Elle cracha le mot presque avec amertume, avant de reprendre, plus fort encore :
— Alors non, toi, tu ne peux pas ressentir ça. Tu ne peux pas comprendre !
Elle sentit sa gorge se nouer mais ne laissa pas sa voix trembler.
— Apparemment, je n’étais pas assez bien. Ni pour mon propre père. Ni pour ma mère, qui a préféré mourir au combat plutôt que de rester à mes côtés.
Elle serra les poings, ses pupilles toujours aussi sombres, pleines de rage contenue.
— Voilà. C’est ça. C’est tout ça.
Un silence, court. Puis plus bas, plus sincère :
— La seule chose qui forge ma force, c’est ma sœur. Ayra. Elle ne m’a jamais regardée autrement. Jamais jugée. Elle, elle m’a vue. Pour ce que je suis vraiment.
— Et je mettrais tout mon souffle pour la protéger. La protéger de ceux qui sont censés être miens.
Elle détourna le regard, le souffle court, les bras toujours tendus comme si sa foudre pouvait encore jaillir.
Un silence tomba dans la pièce, aussi lourd que la charge électrique dans l’air. Mira ne bougea pas tout de suite. Elle l’observa, sans un mot, sans un jugement. Quelque chose dans ses yeux s’était voilé, comme si les mots d’Élika venaient de percuter une faille qu’elle s’efforçait de cacher.
— Je comprends, finit-elle par dire. Sa voix était calme, mais plus grave. Plus… touchée.
Elle fit un pas vers elle. sans tenter d’atteindre à nouveau son espace.
— Tu es bien plus forte que tu ne le crois, Élika. Et ta force n’a rien à prouver. Ni à moi, ni à eux.
Elle marqua une pause, baissant légèrement la tête.
Mira baissa les yeux un instant, les épaules à peine affaissées. Ses doigts vinrent se refermer sur le médaillon qu’elle portait autour du cou. Elle le serra sans un mot, comme si ce simple contact pouvait contenir la douleur qui montait.
— Tu n’es pas seule. Même si tu l’as cru. Même si tu l’as ressenti. Tu ne l’as jamais été.

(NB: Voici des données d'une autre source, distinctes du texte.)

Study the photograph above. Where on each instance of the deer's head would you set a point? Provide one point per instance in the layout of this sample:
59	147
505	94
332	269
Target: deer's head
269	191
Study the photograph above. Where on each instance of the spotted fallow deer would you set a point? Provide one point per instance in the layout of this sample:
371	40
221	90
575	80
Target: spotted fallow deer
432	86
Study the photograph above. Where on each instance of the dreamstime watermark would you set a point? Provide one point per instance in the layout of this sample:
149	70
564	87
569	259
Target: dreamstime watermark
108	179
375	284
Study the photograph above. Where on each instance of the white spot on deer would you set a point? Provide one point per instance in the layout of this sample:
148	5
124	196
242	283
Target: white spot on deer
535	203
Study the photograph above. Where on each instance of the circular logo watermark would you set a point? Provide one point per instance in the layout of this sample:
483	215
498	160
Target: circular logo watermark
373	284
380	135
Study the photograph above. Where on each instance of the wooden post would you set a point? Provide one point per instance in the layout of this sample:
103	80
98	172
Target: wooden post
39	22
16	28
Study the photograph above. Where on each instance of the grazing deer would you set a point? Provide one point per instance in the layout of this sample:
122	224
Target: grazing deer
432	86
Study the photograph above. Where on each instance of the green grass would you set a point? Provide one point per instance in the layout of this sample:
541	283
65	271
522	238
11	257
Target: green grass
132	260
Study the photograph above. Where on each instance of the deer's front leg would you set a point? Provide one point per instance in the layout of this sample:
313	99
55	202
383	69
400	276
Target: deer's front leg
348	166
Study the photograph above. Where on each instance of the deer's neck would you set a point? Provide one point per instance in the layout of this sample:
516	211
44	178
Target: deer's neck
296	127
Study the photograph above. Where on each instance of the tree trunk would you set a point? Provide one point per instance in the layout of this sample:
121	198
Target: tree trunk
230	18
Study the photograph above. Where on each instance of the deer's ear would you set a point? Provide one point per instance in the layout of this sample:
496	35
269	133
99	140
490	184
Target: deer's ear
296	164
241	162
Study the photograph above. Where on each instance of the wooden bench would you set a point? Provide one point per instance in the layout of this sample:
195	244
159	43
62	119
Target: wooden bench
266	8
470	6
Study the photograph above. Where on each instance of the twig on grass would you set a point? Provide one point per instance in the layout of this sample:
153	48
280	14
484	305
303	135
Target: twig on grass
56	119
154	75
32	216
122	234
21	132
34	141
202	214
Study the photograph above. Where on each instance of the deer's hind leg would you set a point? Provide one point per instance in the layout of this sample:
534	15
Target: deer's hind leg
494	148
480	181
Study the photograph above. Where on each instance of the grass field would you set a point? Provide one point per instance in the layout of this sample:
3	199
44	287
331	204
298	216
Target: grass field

Elle n’avait plus d’énergie pour répondre. Vidée. Cette sensation, elle ne l’avait encore jamais connue.
Sa tante reprit, d’un ton qu’Élika n’arrivait toujours pas à déchiffrer :
— Je pense que c’est le bon moment pour te laisser un peu d’espace.
Elle marqua une légère pause.
— Si tu veux en reparler… sache que je suis là. Et pour tes entraînements, n’hésite pas à m’en faire part… enfin, voilà.
Puis elle tourna les talons, et sortit sans un bruit.
Ce soir-là, elle ne revit pas Mira. Les autres dirent simplement qu’elle était occupée pour toute la soirée.
Élika ne posa pas de questions. Elle n’en avait pas la force.